For the fainthearted . . .

A persistent failure

There was a pang of disappointment this evening driving across the Carlow-Kilkenny border.  The road passed through a parish where I had been assured I would be appointed; a parish which was not thirty miles away from my wife and family.  The parish did not want me, a familiar experience in times past, and the assurances crumbled into nothingness.

Most of the past fifteen years has been about failure.  Failing to be appointed to a post in Co Fermanagh in 1995, where Katharine and I might have had contiguous parishes.  Failing to cope with the strain of a large urban parish in east Antrim.  Failing efforts to bring new ways of being the church to a parish in south Dublin.

Back in 2003, my parish had embarked upon an ambitious project with two neighbouring parishes. I saw the project as our path into the future. Through engaging an evangelist in 2004, we were going to consolidate our existing churches and build firm foundations for going out with the Good News.

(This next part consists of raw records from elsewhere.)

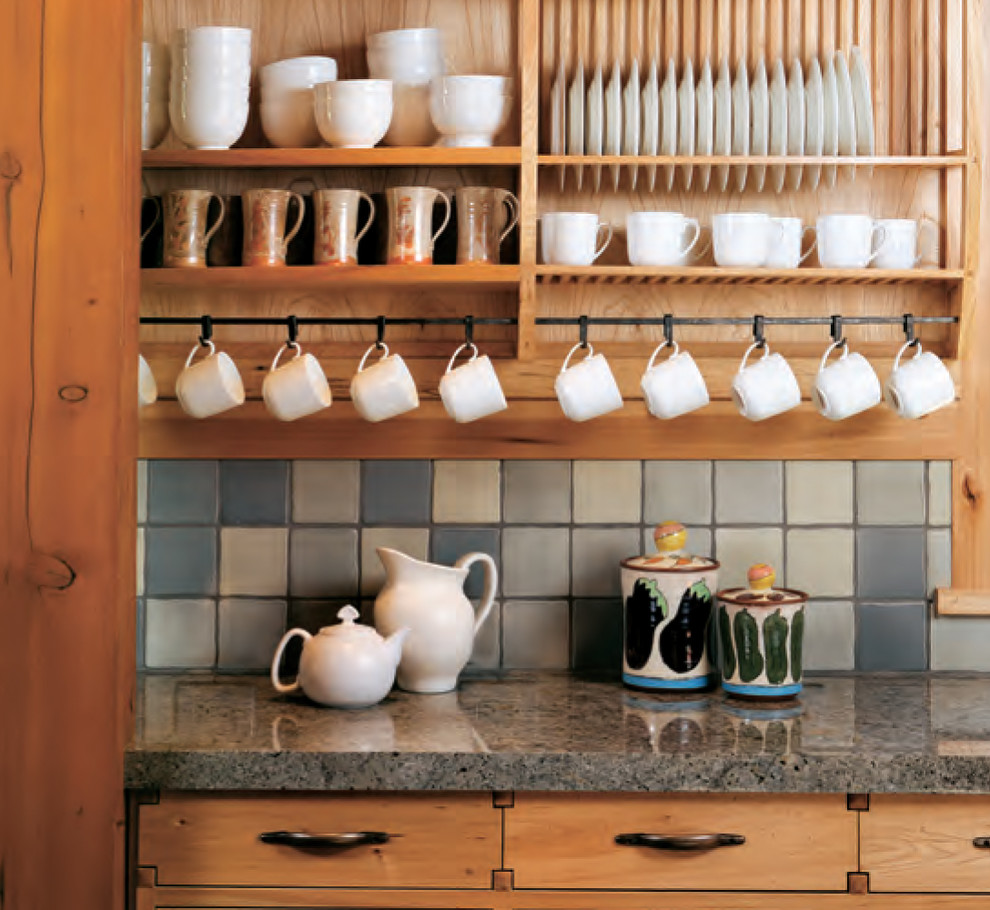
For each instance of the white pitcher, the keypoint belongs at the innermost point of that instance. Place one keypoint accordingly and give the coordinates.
(430, 600)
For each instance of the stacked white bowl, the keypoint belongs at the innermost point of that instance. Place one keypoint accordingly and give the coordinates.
(411, 58)
(154, 94)
(287, 113)
(211, 85)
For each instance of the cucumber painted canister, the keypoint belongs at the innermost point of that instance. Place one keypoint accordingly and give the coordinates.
(761, 637)
(668, 610)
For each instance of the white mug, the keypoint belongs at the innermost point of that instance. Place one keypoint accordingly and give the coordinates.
(588, 389)
(920, 386)
(766, 388)
(848, 241)
(571, 238)
(472, 390)
(847, 387)
(297, 388)
(385, 389)
(660, 238)
(211, 386)
(675, 386)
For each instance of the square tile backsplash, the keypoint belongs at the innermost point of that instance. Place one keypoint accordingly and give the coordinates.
(234, 552)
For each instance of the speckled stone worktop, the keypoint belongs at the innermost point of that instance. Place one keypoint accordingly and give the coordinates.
(557, 732)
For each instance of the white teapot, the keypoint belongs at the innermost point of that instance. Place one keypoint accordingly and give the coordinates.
(343, 666)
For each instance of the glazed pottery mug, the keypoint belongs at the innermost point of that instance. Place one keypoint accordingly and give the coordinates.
(337, 234)
(385, 389)
(472, 390)
(186, 232)
(265, 213)
(765, 388)
(588, 389)
(920, 386)
(297, 388)
(210, 386)
(674, 386)
(847, 387)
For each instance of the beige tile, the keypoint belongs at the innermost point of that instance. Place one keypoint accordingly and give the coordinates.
(413, 542)
(254, 562)
(466, 491)
(820, 561)
(819, 492)
(608, 492)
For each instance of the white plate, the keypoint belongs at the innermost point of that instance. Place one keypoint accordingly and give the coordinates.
(740, 122)
(704, 96)
(686, 121)
(778, 124)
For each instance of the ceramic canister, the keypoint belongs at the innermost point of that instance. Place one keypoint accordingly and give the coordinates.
(668, 604)
(761, 635)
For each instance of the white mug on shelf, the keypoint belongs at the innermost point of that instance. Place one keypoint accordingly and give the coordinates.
(385, 389)
(297, 388)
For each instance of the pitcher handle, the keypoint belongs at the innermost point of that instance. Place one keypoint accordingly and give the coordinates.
(491, 584)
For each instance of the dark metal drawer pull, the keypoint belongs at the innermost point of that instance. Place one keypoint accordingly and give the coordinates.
(680, 841)
(344, 839)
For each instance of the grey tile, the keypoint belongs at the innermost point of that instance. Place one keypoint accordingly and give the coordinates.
(395, 492)
(180, 561)
(182, 492)
(180, 634)
(596, 634)
(535, 634)
(536, 562)
(891, 636)
(249, 632)
(537, 492)
(447, 545)
(326, 492)
(890, 492)
(323, 562)
(595, 557)
(749, 492)
(890, 563)
(253, 492)
(678, 491)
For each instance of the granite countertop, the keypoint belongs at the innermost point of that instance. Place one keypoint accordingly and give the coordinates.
(912, 733)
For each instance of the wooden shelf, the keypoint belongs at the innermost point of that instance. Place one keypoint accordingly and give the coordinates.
(328, 157)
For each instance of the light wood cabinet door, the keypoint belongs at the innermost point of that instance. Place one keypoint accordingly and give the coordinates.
(926, 843)
(791, 842)
(442, 841)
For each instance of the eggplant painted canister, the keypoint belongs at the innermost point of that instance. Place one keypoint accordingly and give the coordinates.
(668, 610)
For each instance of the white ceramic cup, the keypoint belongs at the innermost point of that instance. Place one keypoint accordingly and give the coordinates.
(846, 387)
(660, 238)
(674, 386)
(210, 386)
(297, 388)
(765, 388)
(848, 241)
(571, 238)
(920, 386)
(472, 390)
(588, 389)
(385, 389)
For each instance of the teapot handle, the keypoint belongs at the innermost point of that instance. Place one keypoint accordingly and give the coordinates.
(491, 584)
(281, 687)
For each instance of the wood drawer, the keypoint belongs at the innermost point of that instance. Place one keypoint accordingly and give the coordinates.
(443, 841)
(793, 842)
(925, 843)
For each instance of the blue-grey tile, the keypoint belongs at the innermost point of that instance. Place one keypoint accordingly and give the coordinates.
(396, 492)
(253, 492)
(891, 637)
(182, 492)
(181, 561)
(890, 563)
(447, 545)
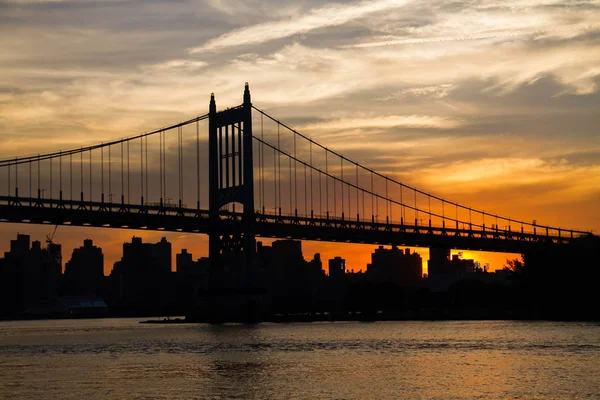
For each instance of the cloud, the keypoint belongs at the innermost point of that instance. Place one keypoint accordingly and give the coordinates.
(330, 15)
(391, 121)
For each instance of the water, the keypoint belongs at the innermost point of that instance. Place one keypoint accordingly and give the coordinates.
(121, 359)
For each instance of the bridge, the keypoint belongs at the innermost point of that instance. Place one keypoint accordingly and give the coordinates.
(240, 173)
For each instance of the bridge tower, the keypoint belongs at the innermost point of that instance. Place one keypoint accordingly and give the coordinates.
(231, 181)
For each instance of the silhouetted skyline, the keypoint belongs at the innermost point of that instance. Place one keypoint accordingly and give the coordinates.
(516, 138)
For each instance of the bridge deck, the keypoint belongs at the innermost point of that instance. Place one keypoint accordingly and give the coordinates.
(170, 218)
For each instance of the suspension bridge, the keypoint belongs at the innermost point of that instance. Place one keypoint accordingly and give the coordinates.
(240, 173)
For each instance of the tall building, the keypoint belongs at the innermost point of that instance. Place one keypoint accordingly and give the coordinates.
(142, 279)
(337, 268)
(439, 261)
(85, 270)
(29, 275)
(146, 258)
(395, 266)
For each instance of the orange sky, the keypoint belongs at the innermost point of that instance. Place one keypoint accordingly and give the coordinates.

The whole project fell apart at the beginning of 2006, when it became clear that my own church was less than enthusiastic about what was being attempted and that the parish accounts had slid deeply onto the red.

There was no strategy with which to move into the future; and few people to implement any plans there might be. There were no indications that the downward slide that has been experienced in church after church in England was not going to be repeated.  In the four years since, the situation only became worse.

Ministry has become about holding on, hoping that something might happen.  Asked by the bishop yesterday, “how are things?” I endeavoured to respond truthfully, “Unexciting”.

Surviving, getting by, is not an uncommon experience in the Bible. There are many moments in the Old Testament when the faithful are left just holding on. In the days of Elijah, even though Elijah was not the last of the faithful, as he thought, there were still only seven thousand left. The years in Babylon for the exiles cannot have been easy and must have been harder for those who were not taken into exile, but were left in the land without nation and without leaders.

No matter how tempting it might be to sing the laments of the Exile, Christians are not meant to be people of the Old Testament; we are meant to be people of the resurrection. Our faith is not that of a nation, it is meant to be the faith of people whose hearts have been challenged and changed.

The words of a wise old cleric in times past come once more to mind, “We are not called to be successful we are called to be faithful”.